7. Function and role of the State (with special reference to its relation to the church and educational institutions) [Função e papel do Estado (com referência especial à sua relação com a igreja e as instituições educacionais)], do jurista sul-africano Lourens M. du Plessis. Nesse texto de trinta e oito páginas, o autor analisa alguns posicionamentos da Escola de Frankfurt, em especial de Max Horkheimer e Jürgen Habermas, sem deixar de incluir uma exposição inicial dos pensamentos do próprio Marx. Quanto a esse ponto, cabe ao autor o mérito de ser o único no livro todo a ressaltar que o ódio marxiano a toda autoridade (inclusive ao Estado), herdado dos anarquistas, converte-se, mui contraditoriamente, no estabelecimento do Estado como única instituição legítima e digna da lealdade do cidadão, sendo todas as outras (incluindo-se aí a igreja) apenas toleráveis, na melhor das hipóteses. A análise do neomarxismo também é deveras interessante, retratando essa vertente como inimiga do "capitalismo" e, ao mesmo tempo, profundamente desiludida com as possibilidades do comunismo, o que resulta em uma visão pessimista só superada por uma esperança irracional, bem ao estilo do "salto" schaefferiano. Apesar de sua atitude algo condescendente quanto a vários dos erros apontados, cabe ao autor o mérito de fazer algumas das declarações mais ousadamente sensatas de todo o livro - inclusive a de condenar a adesão do cristão, não só ao comunismo, mas a qualquer movimento revolucionário.

8. Function and role of the State: the place of religion and education (a case study: China) [Função e papel do Estado: o lugar da religião e da educação (um estudo de caso: China)], do teólogo e missionário chinês (então em Hong Kong) Jonathan Chao. Em vinte e três páginas, o autor traz uma excelente descrição do funcionamento profundamente antidemocrático do Estado chinês, em sua relação com o Partido Comunista e as Forças Armadas, bem como o modo de funcionamento das disputas politicas internas entre as diversas facções comunistas. Descreve também, com muito realismo, a cooptação das instituições religiosas em geral pela burocracia governamental para seus próprios fins políticos e a falta de liberdade religiosa dominante no país e na mentalidade de seus governantes, mesmo dos defensores da linha mais "tolerante" com relação ao tema, que ascendeu ao poder após a morte de Mao.

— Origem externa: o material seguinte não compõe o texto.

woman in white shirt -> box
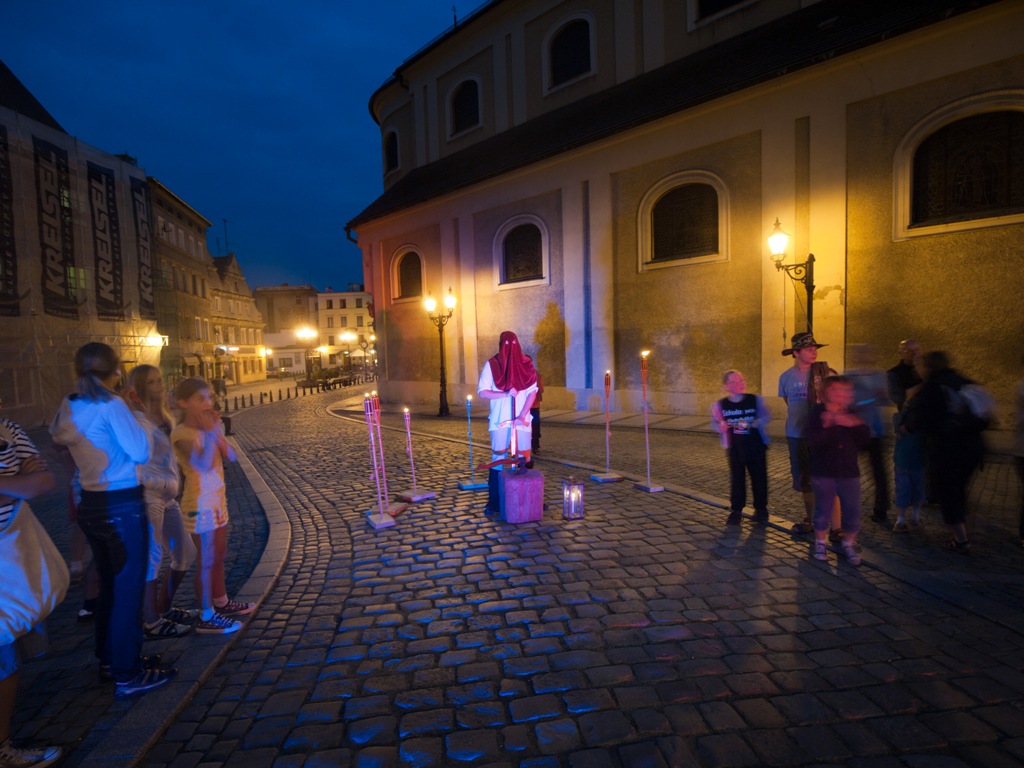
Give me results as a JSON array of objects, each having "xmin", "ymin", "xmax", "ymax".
[{"xmin": 50, "ymin": 342, "xmax": 176, "ymax": 695}]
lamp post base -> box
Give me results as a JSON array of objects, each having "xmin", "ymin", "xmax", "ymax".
[
  {"xmin": 394, "ymin": 490, "xmax": 437, "ymax": 504},
  {"xmin": 633, "ymin": 482, "xmax": 665, "ymax": 494},
  {"xmin": 367, "ymin": 513, "xmax": 394, "ymax": 530}
]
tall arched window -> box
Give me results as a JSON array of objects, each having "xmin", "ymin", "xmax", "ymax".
[
  {"xmin": 502, "ymin": 223, "xmax": 544, "ymax": 283},
  {"xmin": 548, "ymin": 18, "xmax": 591, "ymax": 88},
  {"xmin": 637, "ymin": 171, "xmax": 729, "ymax": 271},
  {"xmin": 395, "ymin": 251, "xmax": 423, "ymax": 299},
  {"xmin": 651, "ymin": 184, "xmax": 718, "ymax": 261},
  {"xmin": 493, "ymin": 213, "xmax": 551, "ymax": 291},
  {"xmin": 451, "ymin": 80, "xmax": 480, "ymax": 136},
  {"xmin": 384, "ymin": 131, "xmax": 398, "ymax": 173},
  {"xmin": 910, "ymin": 110, "xmax": 1024, "ymax": 227}
]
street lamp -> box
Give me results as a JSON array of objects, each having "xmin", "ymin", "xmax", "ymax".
[
  {"xmin": 295, "ymin": 327, "xmax": 319, "ymax": 381},
  {"xmin": 423, "ymin": 287, "xmax": 456, "ymax": 416},
  {"xmin": 359, "ymin": 334, "xmax": 377, "ymax": 381},
  {"xmin": 768, "ymin": 218, "xmax": 814, "ymax": 333}
]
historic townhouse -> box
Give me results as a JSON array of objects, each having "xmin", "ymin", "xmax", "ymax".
[{"xmin": 349, "ymin": 0, "xmax": 1024, "ymax": 413}]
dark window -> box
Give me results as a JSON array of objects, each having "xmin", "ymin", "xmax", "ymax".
[
  {"xmin": 651, "ymin": 184, "xmax": 718, "ymax": 261},
  {"xmin": 697, "ymin": 0, "xmax": 740, "ymax": 18},
  {"xmin": 452, "ymin": 80, "xmax": 480, "ymax": 134},
  {"xmin": 502, "ymin": 224, "xmax": 544, "ymax": 283},
  {"xmin": 910, "ymin": 111, "xmax": 1024, "ymax": 226},
  {"xmin": 398, "ymin": 251, "xmax": 423, "ymax": 299},
  {"xmin": 551, "ymin": 18, "xmax": 590, "ymax": 87},
  {"xmin": 384, "ymin": 133, "xmax": 398, "ymax": 173}
]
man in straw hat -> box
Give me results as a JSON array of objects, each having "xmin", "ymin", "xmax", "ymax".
[{"xmin": 778, "ymin": 331, "xmax": 826, "ymax": 535}]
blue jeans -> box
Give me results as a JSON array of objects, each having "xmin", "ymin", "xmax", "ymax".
[{"xmin": 78, "ymin": 486, "xmax": 150, "ymax": 682}]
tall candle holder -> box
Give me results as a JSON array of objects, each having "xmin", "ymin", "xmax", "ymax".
[
  {"xmin": 633, "ymin": 349, "xmax": 665, "ymax": 494},
  {"xmin": 590, "ymin": 371, "xmax": 623, "ymax": 482},
  {"xmin": 394, "ymin": 408, "xmax": 435, "ymax": 503},
  {"xmin": 362, "ymin": 393, "xmax": 394, "ymax": 530},
  {"xmin": 459, "ymin": 394, "xmax": 487, "ymax": 490}
]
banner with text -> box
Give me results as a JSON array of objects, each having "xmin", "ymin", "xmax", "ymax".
[
  {"xmin": 88, "ymin": 163, "xmax": 125, "ymax": 321},
  {"xmin": 0, "ymin": 125, "xmax": 22, "ymax": 317},
  {"xmin": 131, "ymin": 176, "xmax": 157, "ymax": 319},
  {"xmin": 32, "ymin": 136, "xmax": 79, "ymax": 317}
]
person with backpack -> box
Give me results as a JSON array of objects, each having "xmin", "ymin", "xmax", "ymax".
[{"xmin": 904, "ymin": 350, "xmax": 991, "ymax": 555}]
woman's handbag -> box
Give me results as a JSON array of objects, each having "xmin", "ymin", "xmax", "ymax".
[{"xmin": 0, "ymin": 502, "xmax": 71, "ymax": 645}]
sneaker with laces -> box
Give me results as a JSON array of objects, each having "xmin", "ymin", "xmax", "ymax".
[
  {"xmin": 114, "ymin": 667, "xmax": 178, "ymax": 696},
  {"xmin": 142, "ymin": 617, "xmax": 191, "ymax": 640},
  {"xmin": 196, "ymin": 611, "xmax": 242, "ymax": 635},
  {"xmin": 164, "ymin": 608, "xmax": 199, "ymax": 624},
  {"xmin": 213, "ymin": 600, "xmax": 256, "ymax": 616},
  {"xmin": 0, "ymin": 738, "xmax": 63, "ymax": 768},
  {"xmin": 813, "ymin": 539, "xmax": 828, "ymax": 560},
  {"xmin": 843, "ymin": 542, "xmax": 860, "ymax": 565}
]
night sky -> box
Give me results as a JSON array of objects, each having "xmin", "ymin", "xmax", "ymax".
[{"xmin": 0, "ymin": 0, "xmax": 464, "ymax": 290}]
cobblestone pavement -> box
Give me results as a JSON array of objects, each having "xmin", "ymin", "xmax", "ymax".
[{"xmin": 9, "ymin": 392, "xmax": 1024, "ymax": 768}]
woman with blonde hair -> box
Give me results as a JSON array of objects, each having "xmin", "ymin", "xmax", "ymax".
[{"xmin": 125, "ymin": 365, "xmax": 199, "ymax": 638}]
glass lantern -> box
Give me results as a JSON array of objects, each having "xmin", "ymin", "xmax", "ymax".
[{"xmin": 562, "ymin": 477, "xmax": 583, "ymax": 520}]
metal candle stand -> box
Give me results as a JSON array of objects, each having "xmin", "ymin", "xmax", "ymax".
[
  {"xmin": 394, "ymin": 408, "xmax": 435, "ymax": 503},
  {"xmin": 459, "ymin": 394, "xmax": 487, "ymax": 490},
  {"xmin": 633, "ymin": 349, "xmax": 665, "ymax": 494},
  {"xmin": 590, "ymin": 371, "xmax": 623, "ymax": 482}
]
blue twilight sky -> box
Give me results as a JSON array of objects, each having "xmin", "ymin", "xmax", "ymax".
[{"xmin": 0, "ymin": 0, "xmax": 468, "ymax": 290}]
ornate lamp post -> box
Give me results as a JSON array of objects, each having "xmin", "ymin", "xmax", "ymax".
[
  {"xmin": 359, "ymin": 334, "xmax": 377, "ymax": 381},
  {"xmin": 295, "ymin": 327, "xmax": 319, "ymax": 381},
  {"xmin": 423, "ymin": 287, "xmax": 456, "ymax": 416},
  {"xmin": 768, "ymin": 218, "xmax": 814, "ymax": 332},
  {"xmin": 338, "ymin": 331, "xmax": 355, "ymax": 374}
]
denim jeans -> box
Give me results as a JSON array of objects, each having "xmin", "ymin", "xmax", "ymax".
[{"xmin": 78, "ymin": 486, "xmax": 150, "ymax": 682}]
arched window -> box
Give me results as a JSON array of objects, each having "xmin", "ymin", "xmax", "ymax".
[
  {"xmin": 395, "ymin": 251, "xmax": 423, "ymax": 299},
  {"xmin": 637, "ymin": 171, "xmax": 728, "ymax": 271},
  {"xmin": 502, "ymin": 223, "xmax": 544, "ymax": 283},
  {"xmin": 493, "ymin": 214, "xmax": 551, "ymax": 291},
  {"xmin": 910, "ymin": 110, "xmax": 1024, "ymax": 227},
  {"xmin": 384, "ymin": 131, "xmax": 398, "ymax": 173},
  {"xmin": 548, "ymin": 18, "xmax": 591, "ymax": 88},
  {"xmin": 451, "ymin": 80, "xmax": 480, "ymax": 136},
  {"xmin": 650, "ymin": 184, "xmax": 718, "ymax": 261}
]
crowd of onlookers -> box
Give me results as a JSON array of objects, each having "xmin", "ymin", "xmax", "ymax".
[
  {"xmin": 0, "ymin": 342, "xmax": 256, "ymax": 768},
  {"xmin": 712, "ymin": 332, "xmax": 1024, "ymax": 565}
]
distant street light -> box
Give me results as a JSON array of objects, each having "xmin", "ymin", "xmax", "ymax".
[
  {"xmin": 768, "ymin": 218, "xmax": 814, "ymax": 333},
  {"xmin": 423, "ymin": 287, "xmax": 456, "ymax": 416},
  {"xmin": 295, "ymin": 327, "xmax": 319, "ymax": 381},
  {"xmin": 359, "ymin": 334, "xmax": 377, "ymax": 381}
]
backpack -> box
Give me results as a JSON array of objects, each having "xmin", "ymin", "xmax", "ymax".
[{"xmin": 942, "ymin": 383, "xmax": 995, "ymax": 433}]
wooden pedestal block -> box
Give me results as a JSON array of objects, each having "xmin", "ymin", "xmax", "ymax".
[{"xmin": 498, "ymin": 469, "xmax": 544, "ymax": 522}]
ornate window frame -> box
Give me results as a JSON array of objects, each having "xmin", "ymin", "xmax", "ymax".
[
  {"xmin": 490, "ymin": 213, "xmax": 551, "ymax": 291},
  {"xmin": 541, "ymin": 11, "xmax": 597, "ymax": 96},
  {"xmin": 637, "ymin": 170, "xmax": 729, "ymax": 272},
  {"xmin": 444, "ymin": 75, "xmax": 483, "ymax": 141},
  {"xmin": 391, "ymin": 243, "xmax": 427, "ymax": 304},
  {"xmin": 893, "ymin": 90, "xmax": 1024, "ymax": 241}
]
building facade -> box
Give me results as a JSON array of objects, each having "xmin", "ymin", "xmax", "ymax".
[
  {"xmin": 148, "ymin": 176, "xmax": 215, "ymax": 387},
  {"xmin": 210, "ymin": 253, "xmax": 266, "ymax": 384},
  {"xmin": 0, "ymin": 62, "xmax": 161, "ymax": 426},
  {"xmin": 349, "ymin": 0, "xmax": 1024, "ymax": 421}
]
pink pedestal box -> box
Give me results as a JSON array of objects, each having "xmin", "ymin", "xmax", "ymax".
[{"xmin": 498, "ymin": 469, "xmax": 544, "ymax": 522}]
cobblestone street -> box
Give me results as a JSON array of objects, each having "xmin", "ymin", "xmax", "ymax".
[{"xmin": 19, "ymin": 392, "xmax": 1024, "ymax": 768}]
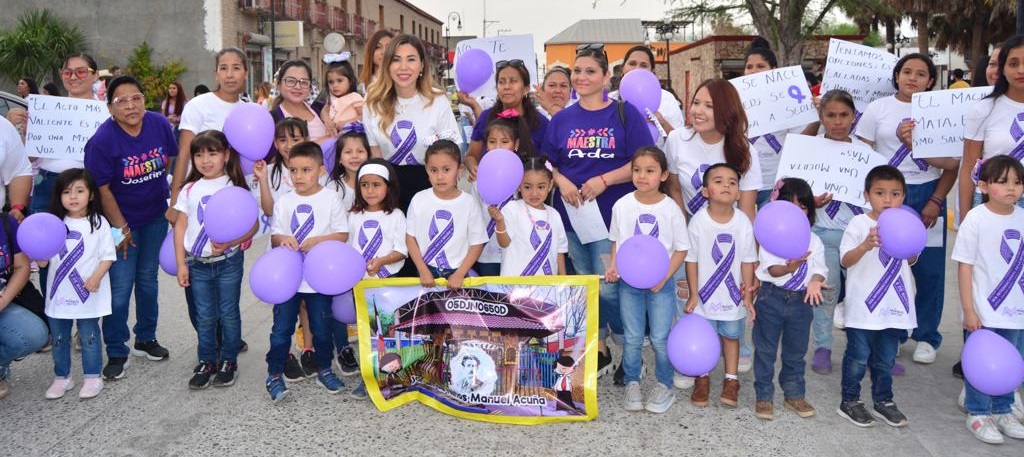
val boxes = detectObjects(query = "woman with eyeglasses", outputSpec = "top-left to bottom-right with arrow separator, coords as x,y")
85,76 -> 178,380
541,44 -> 653,375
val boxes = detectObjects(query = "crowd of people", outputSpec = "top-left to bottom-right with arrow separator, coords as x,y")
0,31 -> 1024,443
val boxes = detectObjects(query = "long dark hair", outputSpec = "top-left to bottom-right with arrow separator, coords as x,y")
50,168 -> 103,233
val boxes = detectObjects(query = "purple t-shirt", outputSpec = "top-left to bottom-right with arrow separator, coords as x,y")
85,111 -> 178,229
541,102 -> 654,232
469,108 -> 550,154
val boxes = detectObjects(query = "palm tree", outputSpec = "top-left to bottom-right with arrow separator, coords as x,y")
0,9 -> 86,86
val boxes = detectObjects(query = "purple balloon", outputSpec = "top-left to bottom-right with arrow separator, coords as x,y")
667,314 -> 722,377
15,213 -> 68,260
618,69 -> 662,115
615,235 -> 669,289
961,329 -> 1024,397
249,246 -> 302,304
331,290 -> 355,325
302,240 -> 367,295
754,200 -> 811,260
476,150 -> 523,205
160,229 -> 178,276
879,208 -> 928,259
223,103 -> 273,162
203,185 -> 259,243
455,48 -> 495,93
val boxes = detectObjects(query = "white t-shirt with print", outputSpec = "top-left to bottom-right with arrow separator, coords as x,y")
952,205 -> 1024,330
686,208 -> 758,321
839,214 -> 918,330
501,200 -> 569,277
665,128 -> 763,214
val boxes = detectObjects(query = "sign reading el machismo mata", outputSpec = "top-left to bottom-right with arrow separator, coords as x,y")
355,276 -> 598,425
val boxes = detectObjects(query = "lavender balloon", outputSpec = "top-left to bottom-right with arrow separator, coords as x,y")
302,240 -> 367,295
879,208 -> 928,259
615,235 -> 669,289
223,103 -> 273,162
249,246 -> 302,304
15,213 -> 68,260
754,200 -> 811,259
961,329 -> 1024,397
476,150 -> 523,205
668,315 -> 722,377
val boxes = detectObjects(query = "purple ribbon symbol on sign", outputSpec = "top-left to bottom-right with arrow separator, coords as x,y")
988,230 -> 1024,310
686,164 -> 711,214
292,203 -> 314,244
697,234 -> 742,304
388,120 -> 419,165
423,209 -> 455,268
519,220 -> 551,276
866,249 -> 910,313
358,219 -> 391,278
50,231 -> 89,303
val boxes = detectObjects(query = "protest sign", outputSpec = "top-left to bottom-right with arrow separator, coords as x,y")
729,66 -> 818,137
775,135 -> 889,207
354,276 -> 599,424
821,38 -> 897,112
25,95 -> 111,160
910,86 -> 992,159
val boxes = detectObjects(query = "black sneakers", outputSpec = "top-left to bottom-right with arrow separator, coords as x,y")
188,362 -> 217,390
131,340 -> 171,362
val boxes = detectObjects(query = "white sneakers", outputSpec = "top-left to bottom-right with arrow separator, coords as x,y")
913,341 -> 935,364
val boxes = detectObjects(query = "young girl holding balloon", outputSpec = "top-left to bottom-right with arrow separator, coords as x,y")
174,130 -> 259,389
753,177 -> 828,419
46,168 -> 117,400
484,155 -> 569,277
604,147 -> 690,413
952,155 -> 1024,444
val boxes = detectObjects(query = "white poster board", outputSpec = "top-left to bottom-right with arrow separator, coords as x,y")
729,66 -> 818,138
910,86 -> 992,159
821,38 -> 898,112
775,135 -> 889,207
25,95 -> 111,160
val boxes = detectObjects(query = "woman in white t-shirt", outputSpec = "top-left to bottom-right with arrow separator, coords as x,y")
857,53 -> 957,366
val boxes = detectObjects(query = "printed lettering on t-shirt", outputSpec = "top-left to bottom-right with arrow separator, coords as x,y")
565,127 -> 615,159
121,147 -> 167,184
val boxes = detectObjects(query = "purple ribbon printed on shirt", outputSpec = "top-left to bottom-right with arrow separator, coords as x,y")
191,196 -> 211,257
686,164 -> 711,214
519,220 -> 552,276
988,229 -> 1024,310
358,219 -> 392,278
292,203 -> 315,244
423,209 -> 455,269
388,120 -> 419,165
697,234 -> 743,304
866,245 -> 910,313
50,231 -> 89,303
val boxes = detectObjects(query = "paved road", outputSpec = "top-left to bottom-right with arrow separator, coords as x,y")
0,233 -> 1024,457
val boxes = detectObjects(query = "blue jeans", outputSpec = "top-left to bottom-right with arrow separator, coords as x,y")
50,318 -> 103,378
964,328 -> 1024,416
188,252 -> 245,362
811,226 -> 843,350
266,292 -> 333,376
842,327 -> 906,403
618,282 -> 676,388
903,179 -> 946,347
103,217 -> 167,358
565,232 -> 623,343
0,303 -> 50,380
753,282 -> 814,402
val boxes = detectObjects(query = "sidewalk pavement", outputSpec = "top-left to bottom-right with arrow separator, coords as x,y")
0,233 -> 1024,457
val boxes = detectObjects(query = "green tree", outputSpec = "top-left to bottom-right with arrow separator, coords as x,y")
125,41 -> 188,110
0,9 -> 87,85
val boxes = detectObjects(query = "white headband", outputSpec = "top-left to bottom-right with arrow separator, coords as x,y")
356,164 -> 391,181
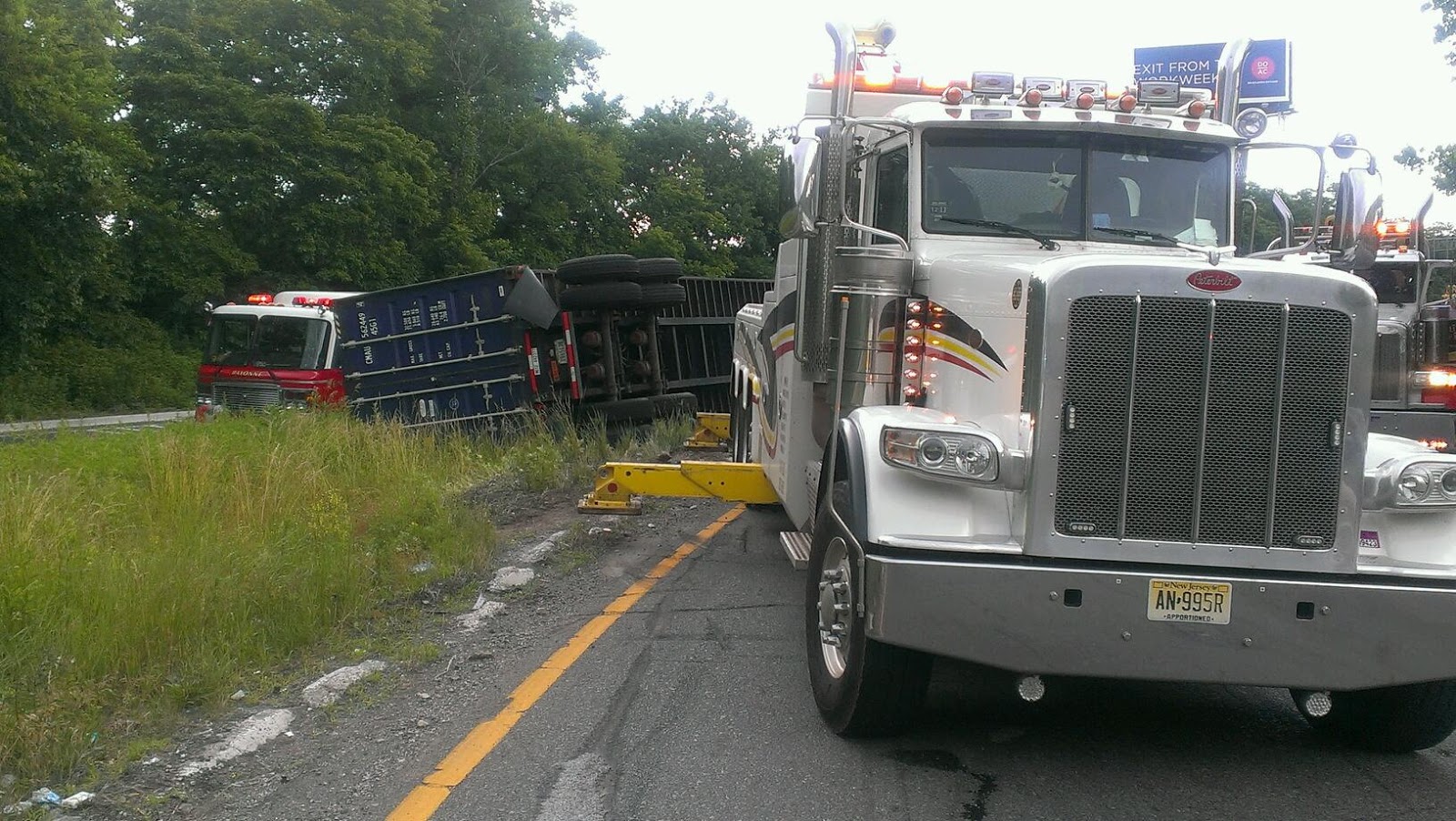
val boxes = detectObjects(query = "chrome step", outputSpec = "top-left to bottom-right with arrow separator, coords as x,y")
779,530 -> 811,571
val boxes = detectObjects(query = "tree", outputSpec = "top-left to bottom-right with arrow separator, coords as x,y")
623,96 -> 781,278
0,0 -> 136,362
1395,0 -> 1456,194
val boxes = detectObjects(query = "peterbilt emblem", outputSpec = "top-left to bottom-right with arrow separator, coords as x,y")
1188,270 -> 1243,294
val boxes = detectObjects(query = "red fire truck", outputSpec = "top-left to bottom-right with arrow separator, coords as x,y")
197,291 -> 355,420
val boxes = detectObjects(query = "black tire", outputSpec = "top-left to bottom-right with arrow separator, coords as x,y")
1290,681 -> 1456,753
561,282 -> 642,310
642,282 -> 687,309
581,396 -> 657,422
556,253 -> 638,285
632,256 -> 682,285
804,481 -> 932,738
652,391 -> 697,420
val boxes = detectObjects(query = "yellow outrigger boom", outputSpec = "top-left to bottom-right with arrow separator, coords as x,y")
577,461 -> 779,515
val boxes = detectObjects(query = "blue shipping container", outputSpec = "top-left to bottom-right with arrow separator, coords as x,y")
335,268 -> 534,425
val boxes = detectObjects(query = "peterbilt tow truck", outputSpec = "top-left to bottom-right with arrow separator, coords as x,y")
197,291 -> 362,420
728,25 -> 1456,751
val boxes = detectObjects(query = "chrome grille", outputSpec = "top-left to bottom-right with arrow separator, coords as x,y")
1056,296 -> 1351,549
213,383 -> 282,410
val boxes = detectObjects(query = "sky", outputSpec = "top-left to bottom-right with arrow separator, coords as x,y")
572,0 -> 1456,223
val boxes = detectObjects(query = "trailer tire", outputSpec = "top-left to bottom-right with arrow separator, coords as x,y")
642,282 -> 687,307
1290,681 -> 1456,753
632,256 -> 682,285
561,282 -> 642,310
556,253 -> 638,285
804,481 -> 934,738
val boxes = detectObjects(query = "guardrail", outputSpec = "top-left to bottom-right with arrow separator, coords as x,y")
0,410 -> 194,435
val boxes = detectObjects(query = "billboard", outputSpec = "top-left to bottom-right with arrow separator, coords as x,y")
1133,39 -> 1294,114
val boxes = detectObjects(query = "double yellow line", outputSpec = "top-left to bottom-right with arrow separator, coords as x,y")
386,505 -> 745,821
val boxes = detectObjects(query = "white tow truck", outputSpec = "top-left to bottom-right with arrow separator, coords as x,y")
733,25 -> 1456,751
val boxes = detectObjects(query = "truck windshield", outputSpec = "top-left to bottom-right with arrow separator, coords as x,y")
920,128 -> 1230,245
1360,262 -> 1417,304
207,314 -> 329,371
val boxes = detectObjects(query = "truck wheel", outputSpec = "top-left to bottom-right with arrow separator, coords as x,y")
1290,681 -> 1456,753
556,253 -> 638,285
561,282 -> 642,310
804,481 -> 932,736
642,282 -> 687,307
632,256 -> 682,285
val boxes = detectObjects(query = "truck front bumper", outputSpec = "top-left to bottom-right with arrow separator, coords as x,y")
864,552 -> 1456,690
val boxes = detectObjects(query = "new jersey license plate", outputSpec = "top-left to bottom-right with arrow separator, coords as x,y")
1148,580 -> 1233,624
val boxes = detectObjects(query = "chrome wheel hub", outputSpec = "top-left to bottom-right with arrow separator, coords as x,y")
818,536 -> 854,678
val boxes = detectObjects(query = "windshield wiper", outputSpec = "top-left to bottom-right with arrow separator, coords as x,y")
1092,226 -> 1184,248
936,217 -> 1061,250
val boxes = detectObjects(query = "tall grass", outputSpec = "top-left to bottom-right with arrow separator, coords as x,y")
0,413 -> 690,789
0,413 -> 503,777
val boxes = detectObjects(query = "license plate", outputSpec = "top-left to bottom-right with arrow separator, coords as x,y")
1148,580 -> 1233,624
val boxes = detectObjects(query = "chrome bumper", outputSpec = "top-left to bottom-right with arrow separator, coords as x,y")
864,554 -> 1456,690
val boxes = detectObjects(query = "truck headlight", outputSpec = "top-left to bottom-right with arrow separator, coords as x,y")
1364,456 -> 1456,511
879,425 -> 1025,488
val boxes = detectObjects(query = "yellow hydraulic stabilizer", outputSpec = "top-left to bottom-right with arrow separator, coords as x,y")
577,461 -> 779,515
682,413 -> 730,450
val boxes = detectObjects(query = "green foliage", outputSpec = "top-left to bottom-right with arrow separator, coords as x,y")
0,0 -> 136,367
1395,0 -> 1456,194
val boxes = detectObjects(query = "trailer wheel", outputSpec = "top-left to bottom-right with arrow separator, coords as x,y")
642,282 -> 687,307
1290,681 -> 1456,753
632,256 -> 682,285
561,282 -> 642,310
804,481 -> 932,736
556,253 -> 638,285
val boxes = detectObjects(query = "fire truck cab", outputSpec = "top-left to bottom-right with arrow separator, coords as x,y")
733,25 -> 1456,750
197,291 -> 355,420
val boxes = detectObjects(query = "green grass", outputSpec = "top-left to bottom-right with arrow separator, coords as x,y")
0,413 -> 704,792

9. Marxism and education: a survey report [Marxismo e educação: um relatório de pesquisa], do teólogo Klaus Bockmuehl, professor no Canadá. Esse artigo de trinta e cinco páginas trata do conceito marxista de educação, apenas embrionário na obra do próprio Marx, mas desenvolvido de modos diversos pelos educadores comunistas do século XX. Achei o artigo um tanto acrítico e focado demais na teoria educacional marxista, e não em sua prática. Não obstante, o texto é interessante por documentar a centralidade da educação no marxismo, entendida como empenho consciente na produção de um novo tipo de homem, numa visão que tem muito de "religiosa" (assim, entre aspas, e no sentido pejorativo). Além disso, como curiosidade, achei interessante descobrir que Marx e seus sucessores nos regimes comunistas apoiavam o trabalho infantil como meio de educação - coisa que, nos países "capitalistas", seria prontamente denunciado pelos próprios marxistas como pretexto ideológico para uma cruel exploração por parte da burguesia.

10. Marxism and education (some observations) [Marxismo e educação (algumas observações)], do cientista político holandês (então no Canadá) Bernard Zylstra. Em apenas seis páginas, o autor traz considerações perspicazes sobre as raízes humanistas do marxismo e sobre seu caráter de "versão imanente" da teologia cristã (que costumo chamar de parasitismo). Seu principal mérito está em enfatizar que, ao contrário do que condescendentemente asseveraram vários dos articulistas anteriores, o problema de Marx com a religião se deve pura e simplesmente ao seu apego ao materialismo, e não aos defeitos, reais ou imaginários, das instituições eclesiásticas. O grande demérito do autor é desconhecer (ou ao menos desconsiderar, quando deveria ter considerado) o conservadorismo enquanto candidato a solução autenticamente cristã à luta de monstros entre marxistas e liberais.

11. The marxist challenge to christians in education [O desafio marxista aos cristãos na educação], do filósofo holandês (então no Canadá) Hendrik Hart. Em apenas sete páginas, o autor busca sintetizar o que foi aprendido com todos os articulistas anteriores. Por isso mesmo, não acrescenta quase nada. Fala sobre a importância de os eruditos cristãos não se submeterem a nenhuma cosmovisão mundana (colocando, implicitamente, o marxismo e o "capitalismo" no mesmo nível) e depois resolve mostrar, mediante exemplos, o perigo de se fazer isso. Mas, como só escolhe exemplos da América do Norte, suas críticas acabam caindo exclusivamente sobre os "capitalistas". O tom geral do artigo traz, pois, uma defesa deveras parcial (em todos os sentidos) da importância da imparcialidade.

Convém não generalizar demais a partir do resultado de um único evento realizado há três décadas. Mas é justo dizer que o que se pode ver nesse livro revela um grau elevado de heterogeneidade e confusão no pensamento político neocalvinista, uma abundância considerável de cacoetes mentais esquerdistas e certo grau de ignorância preconceituosa contra o pensamento conservador. Nada disso chega a ser uma surpresa, mas é, de qualquer modo, decepcionante. Por outro lado, impressionou-me o alto nível de vários dos artigos, e não pude deixar de notar o padrão de que os autores mais anticomunistas são justamente os que conhecem o comunismo mais de perto - e não necessariamente os que vivem em países ricos, como afirmou Zylstra. O livro me enriqueceu com novas informações e ideias e me convenceu da importância de um conhecimento mais aprofundado da obra de Marx e, mais ainda, dos frankfurtianos. Foi não só uma excelente leitura, mas também um excelente presente que o Mauro nos deu ao não querer o livro de volta.